Up in the air

The Walk

Cinemark 14, Feather River Cinemas and Paradise Cinema 7. Rated PG.
Rated 4.0

The Walk tells the story of Philippe Petit’s astounding 1974 high-wire walk between the Twin Towers of the World Trade Center and treats it as as a high-energy combination of caper film, performance art and inspired daring-do.

With Robert Zemeckis (Back to the Future) directing and the preternaturally pixilated Joseph Gordon-Levitt playing Petit, the result is a very engaging action-movie/biopic entertainment, with vivid layers of cliffhanger suspense (both physical and spiritual) that captivate even though the full story is already well-known. That story has already been told on film in James Marsh’s superb 2008 documentary, Man on Wire. Marsh’s film, like The Walk, is based on Petit’s memoir, To Reach the Clouds, and it remains the more essential of the two.

But Zemeckis’ film does surpass Marsh’s in one crucial respect—the richly detailed attention it devotes to “the walk” itself. Some first-rate CGI is of course a big part of that, but Zemeckis and company present Petit’s great wire-walk in terms that are both spectacular and intimate, both credible and wonderful.

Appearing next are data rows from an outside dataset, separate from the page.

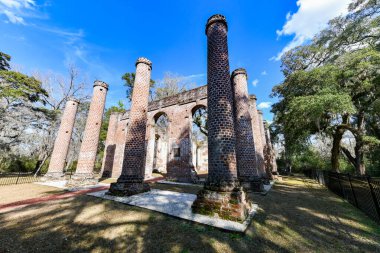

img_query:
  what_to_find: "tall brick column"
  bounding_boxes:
[257,110,271,179]
[249,95,266,177]
[111,119,128,178]
[258,110,266,148]
[192,14,251,222]
[67,81,108,186]
[108,58,152,196]
[43,98,79,181]
[264,121,278,177]
[231,69,260,191]
[100,112,122,178]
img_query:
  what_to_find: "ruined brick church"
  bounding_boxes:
[44,14,278,221]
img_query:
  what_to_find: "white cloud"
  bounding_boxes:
[252,79,259,87]
[261,71,267,76]
[274,0,351,60]
[0,0,36,24]
[257,102,272,109]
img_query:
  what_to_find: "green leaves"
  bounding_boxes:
[0,70,48,104]
[122,72,155,101]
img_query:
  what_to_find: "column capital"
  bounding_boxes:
[110,111,123,116]
[249,94,257,101]
[67,97,80,104]
[206,14,228,34]
[136,57,152,70]
[231,68,248,80]
[94,80,109,90]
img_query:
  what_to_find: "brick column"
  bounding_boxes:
[43,98,79,181]
[67,81,108,187]
[249,95,266,177]
[100,112,121,178]
[108,58,152,196]
[192,14,251,222]
[264,121,278,176]
[258,110,266,148]
[231,69,260,190]
[258,110,271,179]
[111,119,128,178]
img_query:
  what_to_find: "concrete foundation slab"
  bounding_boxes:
[35,181,109,192]
[87,189,258,232]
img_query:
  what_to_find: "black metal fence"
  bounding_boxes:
[0,172,41,186]
[304,169,380,224]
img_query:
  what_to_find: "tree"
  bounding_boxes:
[31,65,90,174]
[154,72,187,100]
[193,107,208,136]
[0,52,48,151]
[271,0,380,175]
[122,72,155,101]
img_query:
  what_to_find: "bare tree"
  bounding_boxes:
[153,72,189,100]
[31,64,90,175]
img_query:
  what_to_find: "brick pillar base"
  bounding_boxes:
[41,172,66,182]
[66,174,99,188]
[192,183,251,222]
[108,176,150,196]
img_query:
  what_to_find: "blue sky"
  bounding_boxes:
[0,0,352,121]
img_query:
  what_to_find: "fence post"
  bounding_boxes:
[367,176,380,221]
[348,174,358,207]
[15,171,21,185]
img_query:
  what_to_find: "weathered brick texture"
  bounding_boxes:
[111,118,128,177]
[231,68,259,185]
[108,58,152,196]
[165,104,197,183]
[44,98,79,180]
[192,14,251,222]
[100,112,122,178]
[203,14,238,189]
[264,121,278,176]
[68,81,108,186]
[249,95,266,177]
[257,110,271,179]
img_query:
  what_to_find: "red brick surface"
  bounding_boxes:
[249,95,266,177]
[231,69,259,183]
[75,81,108,177]
[100,112,121,178]
[45,98,79,179]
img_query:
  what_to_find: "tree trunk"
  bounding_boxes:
[331,127,344,172]
[355,112,366,175]
[34,155,48,177]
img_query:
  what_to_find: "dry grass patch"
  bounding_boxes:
[0,183,63,205]
[0,176,379,253]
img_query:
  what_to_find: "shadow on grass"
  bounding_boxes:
[0,176,379,253]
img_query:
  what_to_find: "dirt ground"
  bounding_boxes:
[0,183,63,205]
[0,176,379,253]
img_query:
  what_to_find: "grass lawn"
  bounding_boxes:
[0,176,379,253]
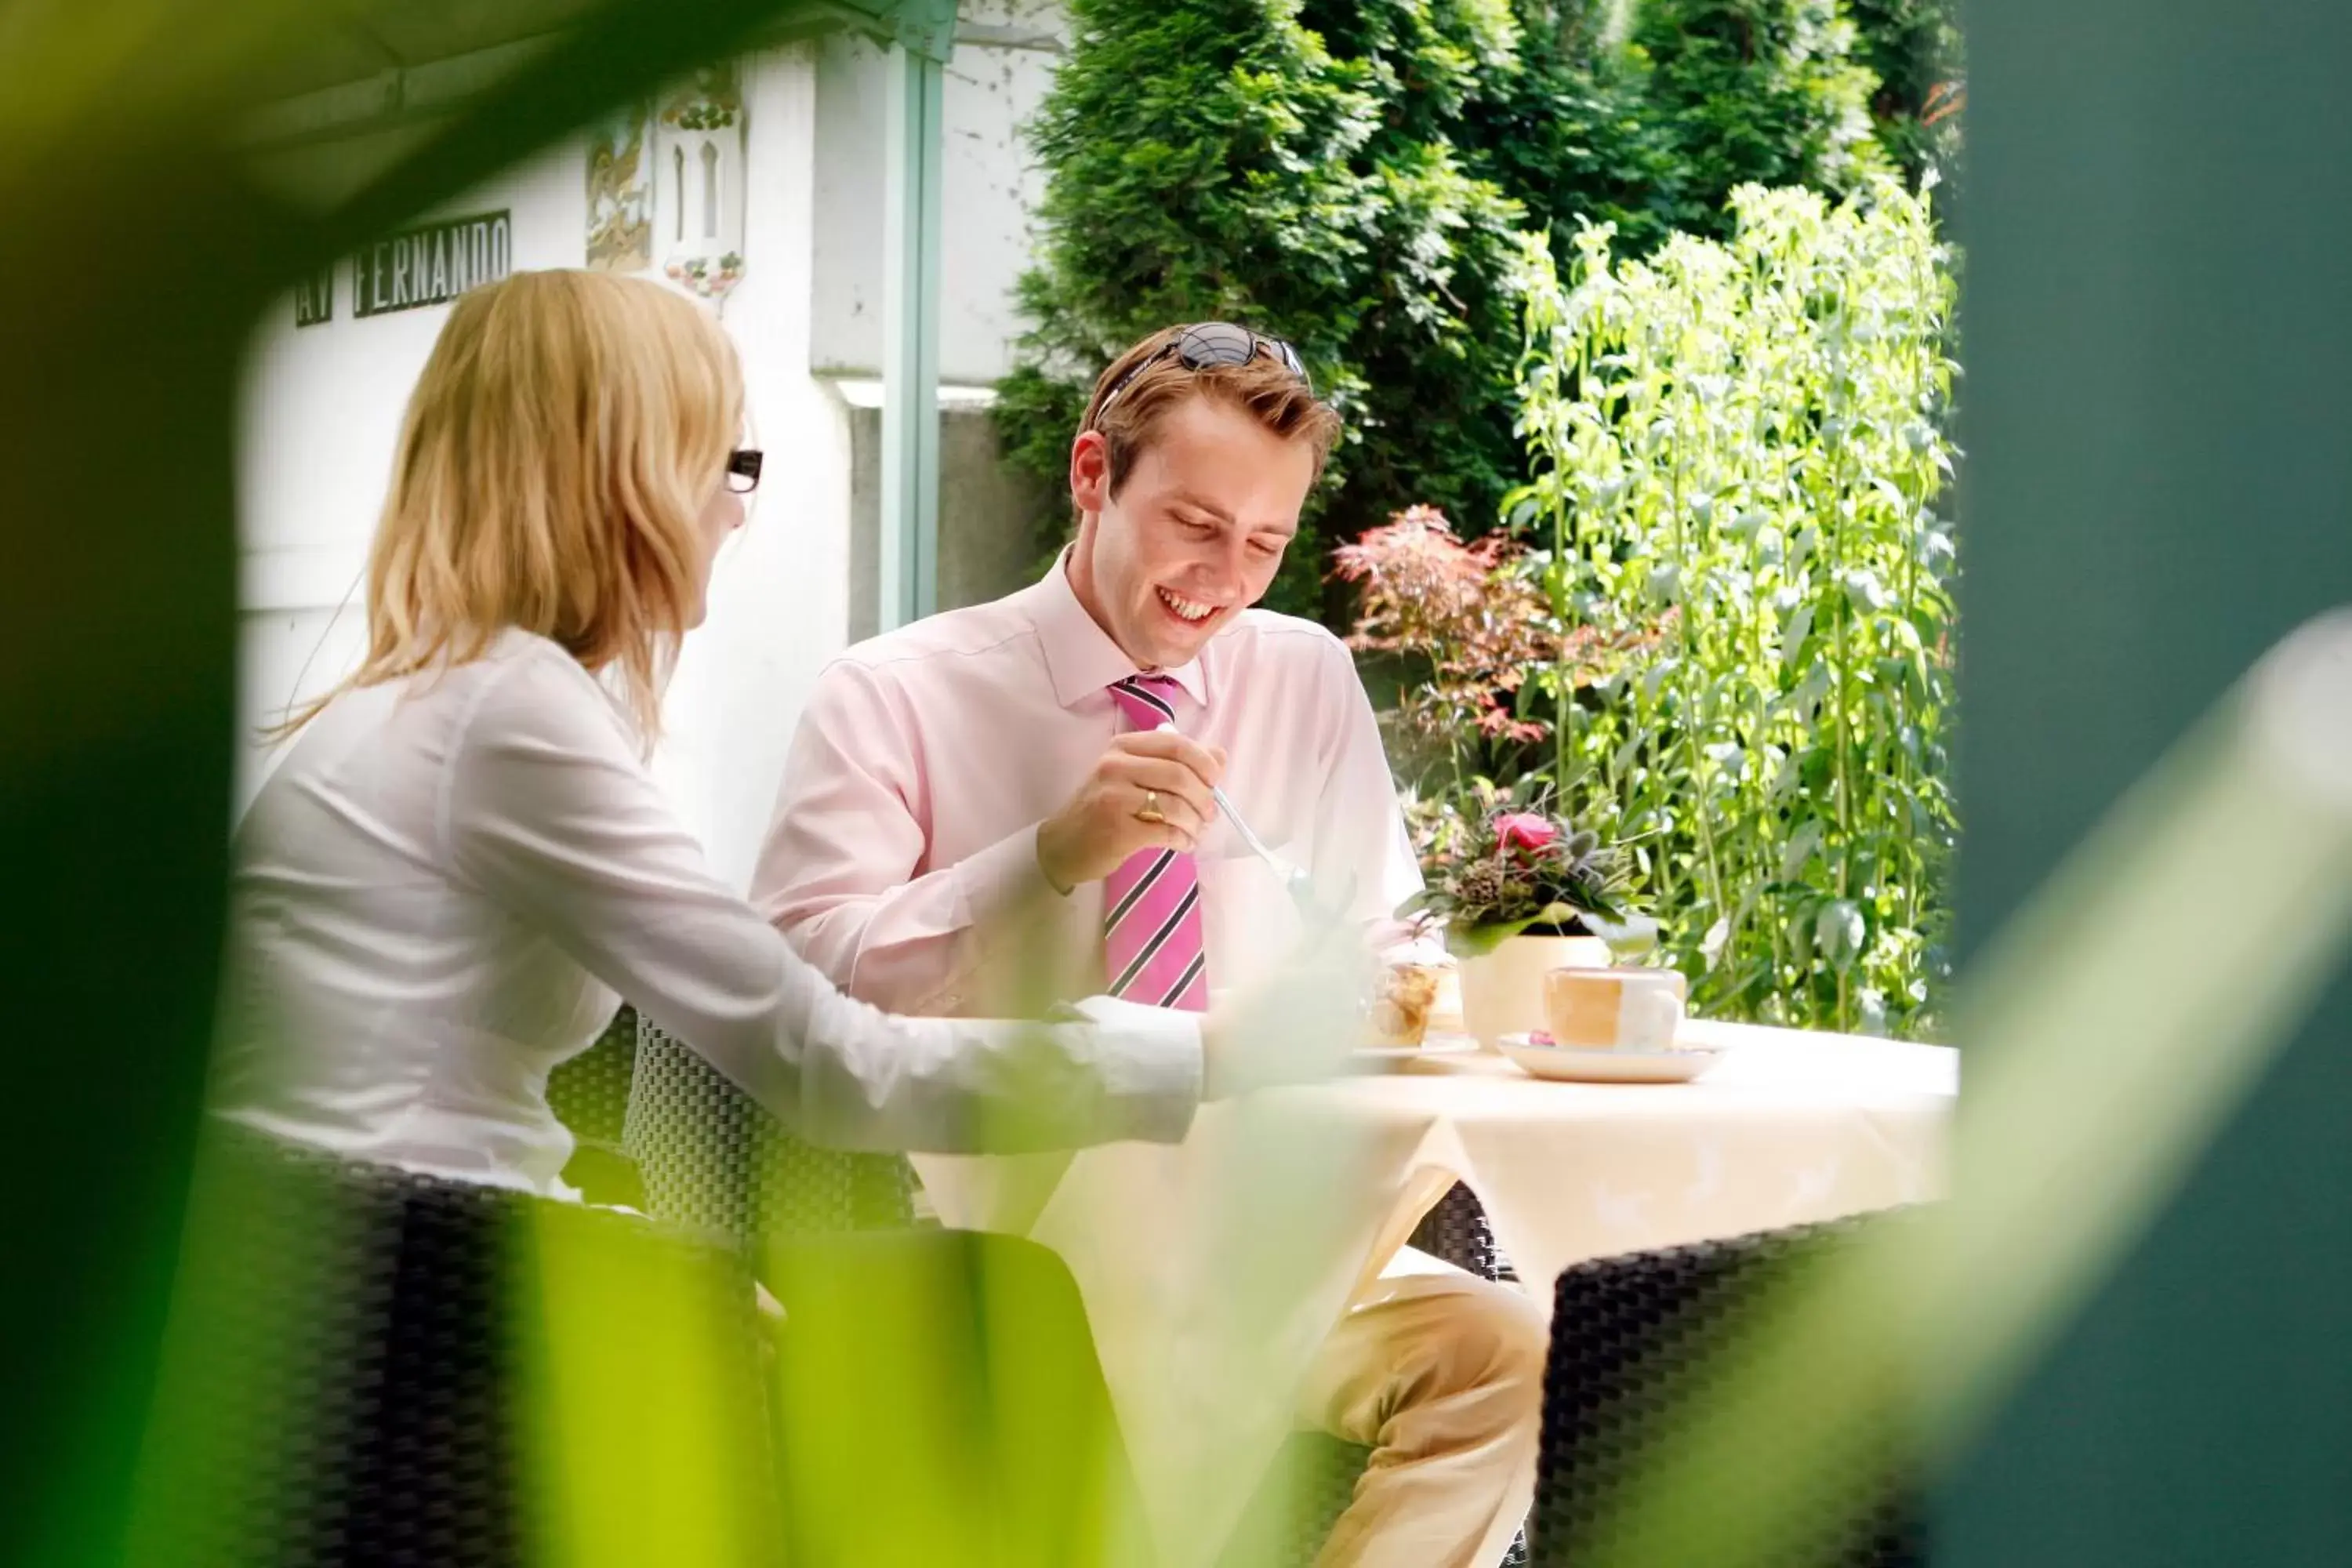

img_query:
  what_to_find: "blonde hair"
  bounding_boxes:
[1078,324,1341,498]
[281,269,742,742]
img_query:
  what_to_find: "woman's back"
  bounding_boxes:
[216,631,628,1192]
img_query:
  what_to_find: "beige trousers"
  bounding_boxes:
[1294,1247,1548,1568]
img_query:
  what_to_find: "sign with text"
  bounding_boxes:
[294,265,333,327]
[353,210,513,318]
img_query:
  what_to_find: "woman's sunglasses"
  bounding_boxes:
[725,448,764,495]
[1093,322,1312,422]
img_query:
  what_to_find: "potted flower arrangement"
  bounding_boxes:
[1403,784,1640,1047]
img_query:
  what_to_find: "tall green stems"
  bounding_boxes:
[1506,182,1960,1036]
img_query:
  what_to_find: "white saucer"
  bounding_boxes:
[1496,1032,1722,1083]
[1352,1033,1482,1065]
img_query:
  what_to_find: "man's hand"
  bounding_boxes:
[1036,731,1228,892]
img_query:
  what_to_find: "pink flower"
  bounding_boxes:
[1492,812,1558,853]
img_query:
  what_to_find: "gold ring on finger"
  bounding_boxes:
[1134,788,1167,826]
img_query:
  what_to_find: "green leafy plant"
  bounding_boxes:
[996,0,1531,616]
[1403,778,1632,952]
[1466,0,1901,263]
[1610,0,1893,241]
[1000,0,1937,624]
[1509,177,1961,1036]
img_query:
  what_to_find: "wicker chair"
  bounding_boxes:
[1409,1183,1529,1565]
[621,1007,918,1243]
[1532,1211,1927,1567]
[544,1005,645,1208]
[132,1124,771,1568]
[1408,1178,1519,1283]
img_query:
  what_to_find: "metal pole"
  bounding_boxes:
[878,38,944,630]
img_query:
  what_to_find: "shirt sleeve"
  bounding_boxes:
[1309,629,1425,937]
[438,650,1200,1153]
[749,659,1057,1014]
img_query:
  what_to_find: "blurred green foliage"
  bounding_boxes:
[0,5,820,1562]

Gordon-Levitt’s profoundly nimble performance is a key ingredient in all that.

Ben Kingsley does some nice supporting work as “Papa Rudy,” Petit’s mentor in wire-walking and public performance. Charlotte Le Bon, James Badge Dale, Clément Sibony, César Domboy and Steve Valentine all serve well as Petit’s motley crew of volunteer aides and “co-conspirators.”